Any act signed to DFA Records gains instant 'cool' points from most scenesters these days. Home to some of the most innovative and acclaimed dance acts of recent years (LCD Soundsystem, Shit Robot, et al), the New York-based label is widely perceived to nurture and discharge cutting-edge talent. When one of those acts has been co-produced by DFA head honcho Tim Goldsworthy himself, the excitement is even more palpable; great things were expected of Hercules and Love Affair before nary a synth was struck in dissent.

As the musical project of DJ Andy Butler, Hercules and Love Affair has something of an open-door policy when it comes to contributors. The main freelancers here are Antony Hegarty (he of throaty-warbled torch song protagonists Antony & the Johnsons), transsexual NYC scenester Nomi, and hedonistic club promoter Kim-Ann Foxmann. There are pros and cons with their very involvement, however: such a motley crew looks great on the press release, but apart from Hegarty, do they have anything of musical worth to contribute?

It's that very point that's the problem with Hercules and Love Affair - an album that's so wilfully, painfully arty that it's hard to connect with on any level. True, there are some likeable nu-disco tracks here, Hegarty's voice is predictably fantastic (if contentiously unsuited to this genre) and some of the grooves that Butler has created in his bid to re-invent the 'gay disco' scene are, admittedly, fabulous (glam-soul effort Hercules' Theme, the polished, poignant chug of Iris or the gently rollicking, danceable quirk of Blind).

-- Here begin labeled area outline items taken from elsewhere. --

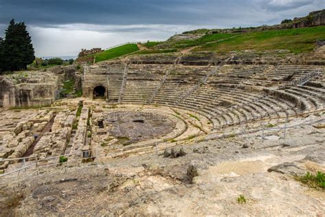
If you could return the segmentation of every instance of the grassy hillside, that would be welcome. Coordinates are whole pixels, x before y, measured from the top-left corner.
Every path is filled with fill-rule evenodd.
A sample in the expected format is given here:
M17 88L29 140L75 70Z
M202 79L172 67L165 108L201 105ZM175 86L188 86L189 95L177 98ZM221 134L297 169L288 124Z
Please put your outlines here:
M298 54L313 51L316 39L325 40L325 26L248 33L206 34L195 40L147 42L142 44L145 49L141 50L136 44L128 44L95 54L95 58L96 62L100 62L132 53L137 55L175 53L189 47L195 48L193 52L206 51L219 54L247 49L254 49L257 52L288 49ZM87 56L85 58L89 58L91 60L93 57Z
M227 53L245 49L289 49L300 54L312 51L316 39L325 40L325 26L241 34L228 40L200 46L195 51Z
M110 60L121 56L133 53L139 50L136 44L128 44L108 49L95 55L95 61L100 62Z

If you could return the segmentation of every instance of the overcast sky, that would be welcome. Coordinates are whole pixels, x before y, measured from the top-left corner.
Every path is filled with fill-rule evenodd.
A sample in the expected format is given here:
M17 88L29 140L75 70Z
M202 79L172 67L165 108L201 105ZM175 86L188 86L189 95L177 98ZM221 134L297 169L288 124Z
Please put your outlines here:
M325 8L324 0L0 0L0 36L24 21L37 56L166 40L198 28L280 23Z

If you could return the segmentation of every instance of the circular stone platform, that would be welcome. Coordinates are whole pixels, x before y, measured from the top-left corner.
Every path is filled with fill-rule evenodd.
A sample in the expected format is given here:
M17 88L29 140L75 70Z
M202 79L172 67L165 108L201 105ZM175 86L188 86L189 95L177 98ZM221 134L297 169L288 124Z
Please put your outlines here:
M169 117L148 112L112 112L104 117L104 121L110 133L131 141L158 138L171 133L176 126Z

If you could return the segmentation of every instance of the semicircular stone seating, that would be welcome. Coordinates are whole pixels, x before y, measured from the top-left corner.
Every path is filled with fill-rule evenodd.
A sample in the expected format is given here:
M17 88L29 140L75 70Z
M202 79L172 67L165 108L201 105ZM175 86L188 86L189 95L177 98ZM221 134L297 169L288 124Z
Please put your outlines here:
M90 69L84 84L91 87L97 81L87 78L101 74L97 78L108 80L108 102L117 102L119 95L123 104L194 111L210 119L215 128L324 108L322 66L227 65L210 73L215 69L149 62L130 63L125 71L123 64L106 62ZM314 71L319 75L302 85L291 84Z

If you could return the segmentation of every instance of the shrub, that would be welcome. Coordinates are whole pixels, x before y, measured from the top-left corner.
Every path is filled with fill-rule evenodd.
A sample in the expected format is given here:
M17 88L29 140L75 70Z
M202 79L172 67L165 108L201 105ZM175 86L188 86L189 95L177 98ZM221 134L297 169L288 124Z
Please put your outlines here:
M243 194L239 195L239 196L237 198L237 202L240 204L246 203L246 198L245 198L245 196Z
M325 173L322 172L318 171L315 174L307 172L304 176L297 179L311 187L325 189Z
M47 60L48 65L61 65L63 64L63 60L60 58L53 58Z

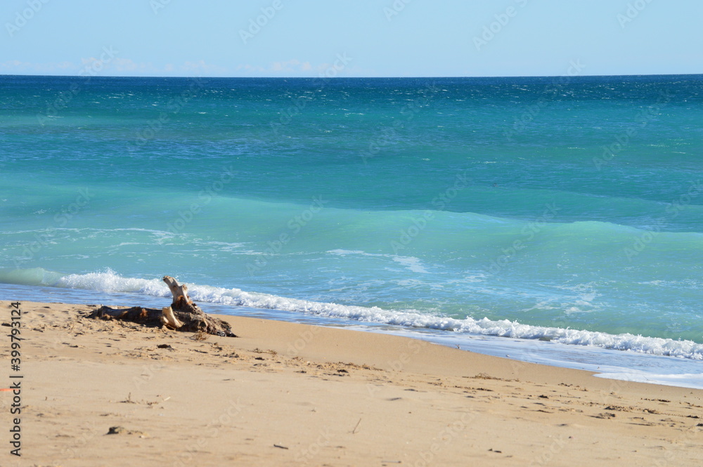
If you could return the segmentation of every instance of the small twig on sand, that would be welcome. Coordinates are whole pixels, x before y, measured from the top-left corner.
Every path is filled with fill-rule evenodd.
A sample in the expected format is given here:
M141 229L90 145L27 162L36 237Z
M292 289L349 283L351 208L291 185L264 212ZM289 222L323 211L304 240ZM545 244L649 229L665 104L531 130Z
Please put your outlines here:
M356 425L354 427L354 430L352 430L352 435L356 435L356 428L359 428L359 423L361 423L361 417L359 417L359 421L356 422Z

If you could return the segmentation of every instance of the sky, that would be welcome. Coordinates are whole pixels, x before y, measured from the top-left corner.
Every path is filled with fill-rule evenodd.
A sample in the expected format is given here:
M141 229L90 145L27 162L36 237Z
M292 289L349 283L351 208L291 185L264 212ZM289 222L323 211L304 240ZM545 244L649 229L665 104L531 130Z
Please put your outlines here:
M702 0L3 0L0 74L703 72Z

As a collection, perhaps, Hercules and Love Affair could arguably be seen as a progressive record - but individually, there are few songs here strong enough to make any real impact. When all is said and done, this is an album that's not nearly as forward-thinking as most would have you believe, but one you'll desperately want to immerse yourself in nonetheless, because you feel that you probably should. Yet there's still the overpowering sense that it shouldn't be this difficult to like. Disappointing.